The Military Commission of the Bakhchisaray district of the annexed Crimea demanded a conscript-follower of the Jehovah’s Witnesses to provide “documentation of his change of belief”, as stated on the Russian Jehovah's Witnesses’ website.
It was reported that in early June, the Military Registration and Enlistment Office denied the young man the right to alternative services, stating he must change his beliefs.
The organization's website has also published a copy of the draft notice, in which the Crimean had been asked to come to the Military Registration and Enlistment Office “to provide documentation on his change of belief.”
According to the website of the Jehovah’s Witnesses, it hadn’t been explained to their member by the Military Registration and Enlistment Office which faith he should choose or where he could get the required document, but they added that should he refuse, he would be tried in court.
On April 20th, the Supreme Court of Russia declared Jehovah’s Witnesses an extremist organization and banned its activities.

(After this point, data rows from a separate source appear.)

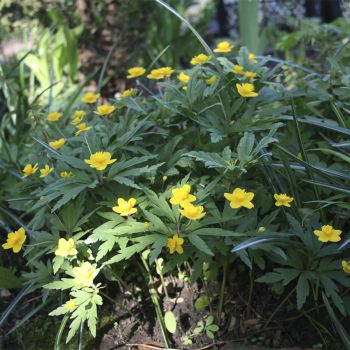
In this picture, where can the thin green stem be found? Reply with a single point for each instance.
(153, 293)
(278, 308)
(162, 279)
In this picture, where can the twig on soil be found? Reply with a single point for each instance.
(125, 309)
(152, 347)
(249, 306)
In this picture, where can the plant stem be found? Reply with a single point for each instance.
(153, 293)
(222, 290)
(162, 279)
(279, 307)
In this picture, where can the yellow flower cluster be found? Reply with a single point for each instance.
(126, 208)
(66, 247)
(181, 196)
(161, 73)
(100, 160)
(223, 47)
(15, 240)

The European Union argues that a religious group should have the right to freedom of assembly, which is guaranteed by the Russian Constitution and Russia's international human rights obligations.
In mid-May, the European Forum for Freedom of Religion and the organization Human Rights Without Borders appealed to the Supreme Court of Russia requesting to revoke the decision to ban Jehovah's Witnesses as it restricts human rights.